Monitor table statistics using dbt on Snowflake

posted on 2022-03-08

Snowflake has some table statistics available on the tables DBT creates. But if we want data observability metrics on what happened over time, we have to implement some custom SQL.

In this blog post we will set up a dbt incremental model to track changes in these table statistics using the modification time as a unique key.

To get table information in Snowflake you execute show tables. However, this is not something you have get as a table, so after executing show tables you could use result_scan to collect the response into a table:

SHOW TABLES;
SELECT *
FROM TABLE(RESULT_SCAN())

Because these are two statements, you could use a dbt pre-hook to execute show tables and have the result_scan be the model body. Don't do this:

{{
  config(
    pre_hook='show tables'
  )
}}
SELECT
  "created_on" AS created_on,
  "name" AS table_name,
  "database_name" AS database_name,
  "schema_name" AS schema_name,
  "kind" AS kind,
  "comment" AS comment,
  "cluster_by" AS cluster_by,
  "rows" AS row_count,
  "bytes" AS bytes,
  "owner" AS owner,
  "retention_time" AS retention_time,
  "automatic_clustering" AS automatic_clustering,
  "change_tracking" AS change_tracking,
  "search_optimization" AS search_optimization,
  "search_optimization_progress" AS search_optimization_progress,
  "search_optimization_bytes" AS search_optimization_bytes,
  "is_external" AS is_external
FROM TABLE(RESULT_SCAN())

This works, but it completely ignores the table in that is already available in the information_schema of your Snowflake database. This gives a much cleaner approach to collecting this data in an incremental model:

{{
  config(
    materialized='incremental',
    unique_key='unique_key'
  )
}}
SELECT
  table_catalog,
  table_schema,
  table_name,
  table_owner,
  table_type,
  is_transient,
  clustering_key,
  row_count,
  bytes,
  retention_time,
  created,
  last_altered,
  auto_clustering_on,
  comment,
  MD5(CONCAT(last_altered, table_catalog, table_schema, table_name)) AS unique_key
FROM INFORMATION_SCHEMA.TABLES
WHERE row_count is not null

Every time a table is altered and you run this incremental model, a row will be added to allow you to track changes to the tables.
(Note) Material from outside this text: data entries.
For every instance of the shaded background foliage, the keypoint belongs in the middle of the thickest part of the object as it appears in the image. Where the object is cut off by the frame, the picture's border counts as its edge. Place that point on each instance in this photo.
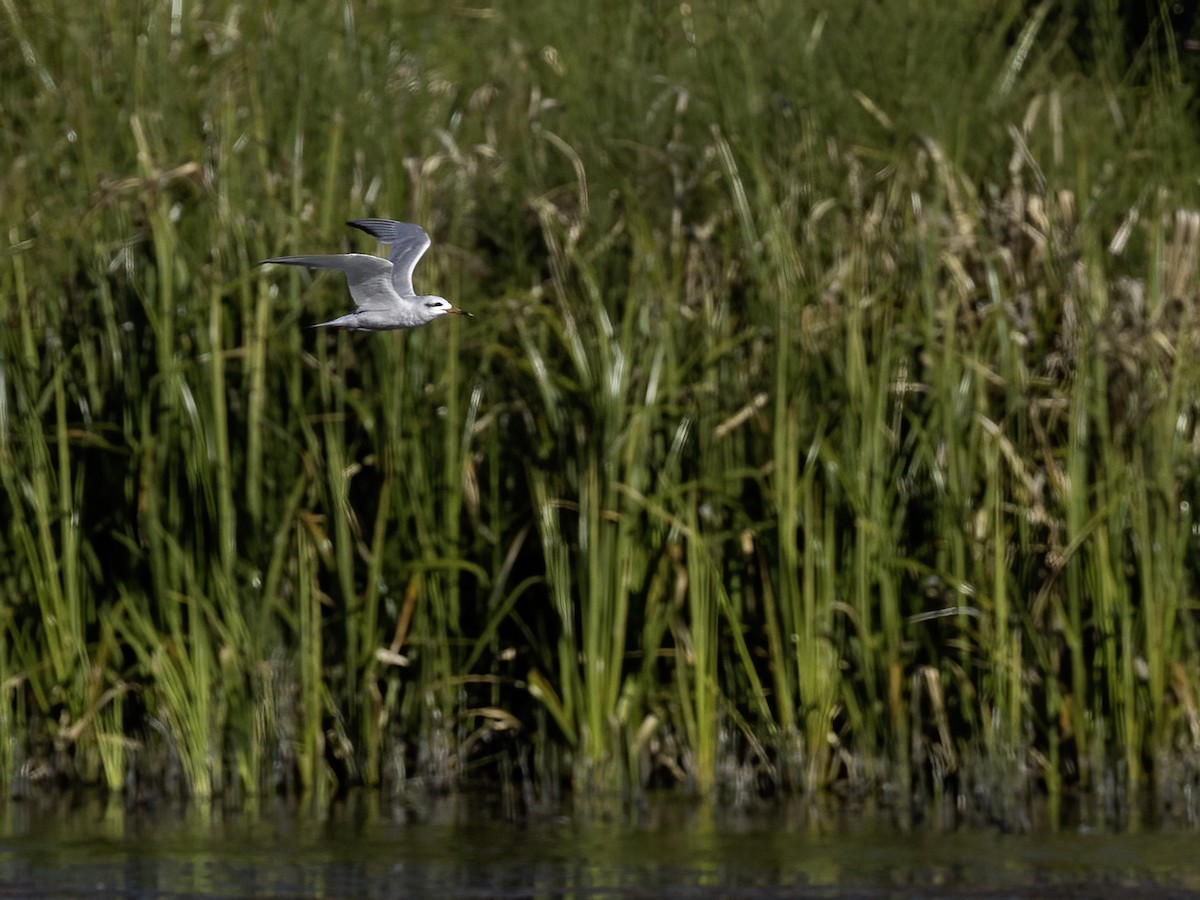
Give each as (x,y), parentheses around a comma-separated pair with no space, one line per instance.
(828,418)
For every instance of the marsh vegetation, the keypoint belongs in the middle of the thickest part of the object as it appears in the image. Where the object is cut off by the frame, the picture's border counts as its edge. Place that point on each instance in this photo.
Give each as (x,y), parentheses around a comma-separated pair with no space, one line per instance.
(828,421)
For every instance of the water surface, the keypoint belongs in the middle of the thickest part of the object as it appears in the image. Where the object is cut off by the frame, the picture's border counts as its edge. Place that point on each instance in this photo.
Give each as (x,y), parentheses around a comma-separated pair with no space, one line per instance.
(469,849)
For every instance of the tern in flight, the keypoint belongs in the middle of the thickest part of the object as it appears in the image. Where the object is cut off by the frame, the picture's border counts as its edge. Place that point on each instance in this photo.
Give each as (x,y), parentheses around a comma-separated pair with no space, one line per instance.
(382,289)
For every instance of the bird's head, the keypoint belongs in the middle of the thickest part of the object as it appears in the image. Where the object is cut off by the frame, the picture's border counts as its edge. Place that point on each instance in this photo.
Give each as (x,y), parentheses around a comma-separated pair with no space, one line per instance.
(436,306)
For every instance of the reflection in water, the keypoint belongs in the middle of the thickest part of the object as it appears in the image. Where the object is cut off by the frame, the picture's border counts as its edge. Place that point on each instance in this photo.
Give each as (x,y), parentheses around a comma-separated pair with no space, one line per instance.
(461,846)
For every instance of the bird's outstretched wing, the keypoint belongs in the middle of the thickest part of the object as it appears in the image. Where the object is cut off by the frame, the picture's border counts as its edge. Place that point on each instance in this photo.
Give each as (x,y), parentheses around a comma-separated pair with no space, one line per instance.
(406,245)
(369,277)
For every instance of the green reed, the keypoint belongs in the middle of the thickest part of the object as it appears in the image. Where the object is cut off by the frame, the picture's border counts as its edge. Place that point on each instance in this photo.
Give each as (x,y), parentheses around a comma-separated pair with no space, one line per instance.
(826,418)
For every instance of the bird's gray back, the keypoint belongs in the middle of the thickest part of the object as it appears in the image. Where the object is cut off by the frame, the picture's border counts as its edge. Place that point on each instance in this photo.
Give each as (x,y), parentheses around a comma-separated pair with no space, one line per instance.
(406,243)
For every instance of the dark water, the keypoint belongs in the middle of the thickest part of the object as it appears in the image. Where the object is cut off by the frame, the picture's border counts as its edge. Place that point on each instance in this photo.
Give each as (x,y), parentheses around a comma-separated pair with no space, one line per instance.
(461,847)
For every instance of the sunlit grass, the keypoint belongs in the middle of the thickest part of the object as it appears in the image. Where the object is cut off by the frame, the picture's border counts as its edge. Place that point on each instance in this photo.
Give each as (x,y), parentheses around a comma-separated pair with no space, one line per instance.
(828,418)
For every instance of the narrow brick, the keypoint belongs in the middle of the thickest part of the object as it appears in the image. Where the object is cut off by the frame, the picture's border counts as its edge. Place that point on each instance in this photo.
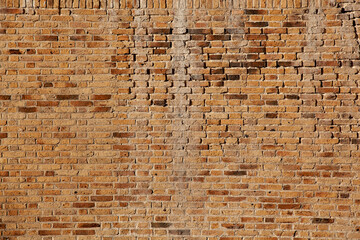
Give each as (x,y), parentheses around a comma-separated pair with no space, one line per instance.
(101,97)
(88,225)
(46,38)
(5,97)
(67,97)
(235,173)
(232,225)
(83,205)
(27,109)
(322,220)
(180,232)
(294,24)
(255,12)
(11,11)
(84,232)
(123,135)
(49,232)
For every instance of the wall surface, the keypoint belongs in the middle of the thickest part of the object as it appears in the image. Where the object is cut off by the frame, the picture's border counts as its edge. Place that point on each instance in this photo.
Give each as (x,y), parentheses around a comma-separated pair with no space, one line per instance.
(179,119)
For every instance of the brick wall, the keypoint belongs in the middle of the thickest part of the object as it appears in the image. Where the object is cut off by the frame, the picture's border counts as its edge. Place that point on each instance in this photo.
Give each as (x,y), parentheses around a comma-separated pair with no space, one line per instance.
(169,119)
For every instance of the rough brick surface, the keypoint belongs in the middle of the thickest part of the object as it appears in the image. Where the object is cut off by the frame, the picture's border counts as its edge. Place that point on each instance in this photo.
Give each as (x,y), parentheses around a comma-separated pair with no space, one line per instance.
(179,119)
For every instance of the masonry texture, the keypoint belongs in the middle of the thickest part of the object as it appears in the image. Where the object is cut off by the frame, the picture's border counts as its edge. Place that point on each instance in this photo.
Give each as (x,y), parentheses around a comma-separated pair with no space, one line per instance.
(179,119)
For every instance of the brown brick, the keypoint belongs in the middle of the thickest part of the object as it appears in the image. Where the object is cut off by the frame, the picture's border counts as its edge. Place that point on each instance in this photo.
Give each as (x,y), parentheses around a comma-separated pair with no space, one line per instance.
(180,232)
(67,97)
(294,24)
(255,12)
(322,220)
(81,103)
(83,205)
(27,109)
(101,97)
(46,38)
(88,225)
(124,135)
(160,225)
(11,11)
(235,173)
(84,232)
(49,232)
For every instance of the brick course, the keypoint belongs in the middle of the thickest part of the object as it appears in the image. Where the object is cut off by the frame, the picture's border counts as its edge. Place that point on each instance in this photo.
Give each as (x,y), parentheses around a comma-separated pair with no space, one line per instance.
(179,119)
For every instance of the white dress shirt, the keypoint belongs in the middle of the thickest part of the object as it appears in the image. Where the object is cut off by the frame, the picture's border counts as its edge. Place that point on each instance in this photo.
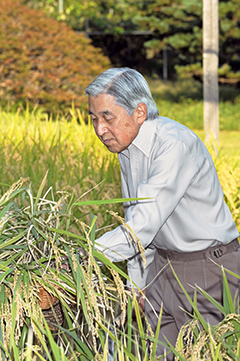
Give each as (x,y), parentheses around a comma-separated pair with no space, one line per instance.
(168,163)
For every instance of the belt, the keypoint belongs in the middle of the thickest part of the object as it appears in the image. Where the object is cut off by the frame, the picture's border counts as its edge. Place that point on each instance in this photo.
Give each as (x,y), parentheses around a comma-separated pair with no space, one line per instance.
(210,252)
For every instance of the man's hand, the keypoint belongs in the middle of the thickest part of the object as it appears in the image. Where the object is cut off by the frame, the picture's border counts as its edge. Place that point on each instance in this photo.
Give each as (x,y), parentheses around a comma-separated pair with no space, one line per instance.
(140,297)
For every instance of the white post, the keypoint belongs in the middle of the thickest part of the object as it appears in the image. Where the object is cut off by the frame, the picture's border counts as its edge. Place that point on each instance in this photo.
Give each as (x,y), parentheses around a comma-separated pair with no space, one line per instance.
(60,6)
(210,70)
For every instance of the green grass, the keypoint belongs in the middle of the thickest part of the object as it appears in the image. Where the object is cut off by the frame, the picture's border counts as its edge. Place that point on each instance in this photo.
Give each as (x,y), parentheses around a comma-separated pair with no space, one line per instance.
(77,162)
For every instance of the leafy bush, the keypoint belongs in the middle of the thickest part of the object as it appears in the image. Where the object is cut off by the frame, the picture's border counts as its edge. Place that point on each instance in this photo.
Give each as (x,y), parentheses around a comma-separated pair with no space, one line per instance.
(44,62)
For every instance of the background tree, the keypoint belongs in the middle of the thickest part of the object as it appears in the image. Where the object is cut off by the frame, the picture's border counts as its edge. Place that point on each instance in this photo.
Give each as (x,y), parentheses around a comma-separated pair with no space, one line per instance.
(43,62)
(172,25)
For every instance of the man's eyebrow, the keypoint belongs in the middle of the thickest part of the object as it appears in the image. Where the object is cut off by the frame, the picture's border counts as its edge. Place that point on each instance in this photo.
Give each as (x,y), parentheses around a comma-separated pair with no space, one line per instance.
(103,112)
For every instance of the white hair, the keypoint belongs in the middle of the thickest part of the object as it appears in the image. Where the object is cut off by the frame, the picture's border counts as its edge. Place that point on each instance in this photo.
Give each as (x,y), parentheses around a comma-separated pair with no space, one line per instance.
(127,86)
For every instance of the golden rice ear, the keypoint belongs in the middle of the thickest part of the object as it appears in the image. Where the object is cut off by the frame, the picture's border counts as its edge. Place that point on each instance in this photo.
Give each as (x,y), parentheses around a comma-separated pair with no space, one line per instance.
(47,300)
(53,315)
Make sure you execute this dbt model as often as you see fit, for example after each dbt run.

Now that we have the data ready, let's create a small Snowflake dashboard to investigate this data:

From model we created earlier we select columns and introduce a schema.table name field we can later use to display the specific table.
We select the last month of newly created tables (keep in mind that dbt will CREATE OR REPLACE the tables every time): created > dateadd(month, -1, current_date())
We check to see which of these tables has changed the most by ordering by stddev(row_count) desc and picking the top 10.
For those tables, we only need the daily average in the graph, so we group by created_date and name.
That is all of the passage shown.